El marqués de Sotoñal murió antes de que su hijo pudiera organizar el traslado de la familia a Toledo. Nada más recibir el telegrama con la noticia, el nuevo marqués se embarcó en el primer buque que salía hacia Europa, rumbo a Nápoles, donde trasbordaría con destino a Valencia, después tomaría el primer tren que saliera hacia Madrid, y desde allí, otro a Toledo. Casi tres semanas de viaje. La familia se quedó en Alejandría.
Su intención era poner en orden todos los asuntos relacionados con la herencia y regresar lo antes posible. Ni siquiera esperaría el periodo de cortesía para rehabilitar el título, quería estar en casa antes de que Mariana saliera de cuentas. Sólo hacía dos meses que sabía que iba a ser abuelo, y no quería perderse el nacimiento de su primer nieto.
Y así lo hizo, nombró un Consejo de Administración y un director general que controlara todos los negocios que habían pasado a su nombre, recogió en Madrid la Real Carta de Sucesión, firmada por la reina regente, y volvió a Alejandría antes de que la familia de los marqueses de Sotoñal pudiera presentarle sus respetos como nuevo jefe de la casa; antes de que su madre terminara de protestar porque así no se hacían las cosas; antes de que le ajustaran al dedo meñique el sello que le distinguía como el nuevo marqués, un anillo de ágata con el escudo grabado, que no pudo ver por última vez en la mano de su padre. Siempre le había gustado aquel anillo, se lo pidió muchas veces a su padre para llevarlo en algún acontecimiento social, pero él se negaba a prestárselo y bromeaba con el día en que él mismo se lo pondría en el dedo a su hijo.
—Te lo prometo, cuando sepa que me estoy yendo al otro mundo, te llamaré y te lo pondré. Pero mientras yo sea el marqués de Sotoñal, este anillo no se separará de mí, como no se separó de mi padre, ni de mi abuelo, que en paz descansen.
Cuando volvió a Alejandría, Mariana estaba a punto de cumplir su noveno mes de embarazo. El niño que algún día heredaría el título al que él acababa de acceder se disponía a venir a este mundo. Y esta vez sí, esta vez tenía que ser un varón, para llevar el mismo nombre que llevó su abuelo, y su bisabuelo, y el padre de su bisabuelo, como buen marqués de Sotoñal. Era la única tradición asociada al marquesado que podría conservarse. El apellido no. El apellido Camp de la Cruz se iría perdiendo, relegado en el hijo de Mariana al segundo puesto, en sus hijos al tercero, después al quinto o al sexto, hasta llegar a alejarse tanto que, en pocas generaciones, los herederos del marquesado ni siquiera sabrían la procedencia de su linaje.

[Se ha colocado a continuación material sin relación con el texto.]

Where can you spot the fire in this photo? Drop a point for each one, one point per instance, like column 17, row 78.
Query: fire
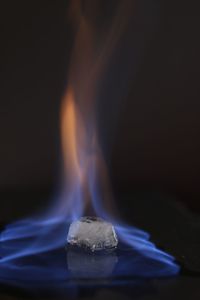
column 69, row 129
column 85, row 175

El apellido Camp de la Cruz se perdería sin remedio, pero, al menos, el nombre de Francisco de Asís podría mantenerse como el de todos los marqueses, tal y como venía sucediendo desde hacía más de cuatro generaciones.
Pero esta vez tampoco fue un varón.
Aunque sí se llamaría como él, Francisca de Asís, y, en el caso de que nunca tuviera un hermano, algún día se convertiría en la marquesa de Sotoñal. María Francisca de Asís Mariana Lucía Inés Guzmán del Torno y Camp de la Cruz. La primera Hija del teniente don Ricardo Guzmán del Torno. La segunda en la línea de sucesión del marquesado. La cuarta filipiniana.
Ese mismo día, en España, una bomba anarquista estallaba en el Liceo de Barcelona y se cobraba la vida de veinte espectadores. El atentado se realizaba en venganza por la ejecución de otro anarquista, el autor del intento de magnicidio contra el capitán general de Cataluña, don Arsenio Martínez Campos, cometido a su vez como venganza por la ejecución de otros anarquistas, dos periodistas acusados de haber tomado parte en una revuelta de campesinos en Jerez de la Frontera.
Unos meses antes, en la casa de Cánovas, entonces presidente del Consejo de Ministros, otra bomba anarquista estallaba en las manos del que se disponía a atentar contra la vida del mandatario.
El rosario de atentados había comenzado unos años atrás. Los fusilamientos de sus autores y las venganzas de sus correligionarios a través de nuevos atentados habían acabado ya con casi medio centenar de vidas.
Y en medio de toda esa agitación, el partido liberal de Práxedes Mateo Sagasta, nutrido de comerciantes y de industriales, y el Conservador de Antonio Cánovas, de aristócratas y terratenientes, se alternaban en el poder, procurando mantener los privilegios de las clases a las que representaban, en un país que todavía no se había subido al tren de la revolución industrial, y donde el setenta por ciento de sus dieciocho millones de habitantes eran analfabetos.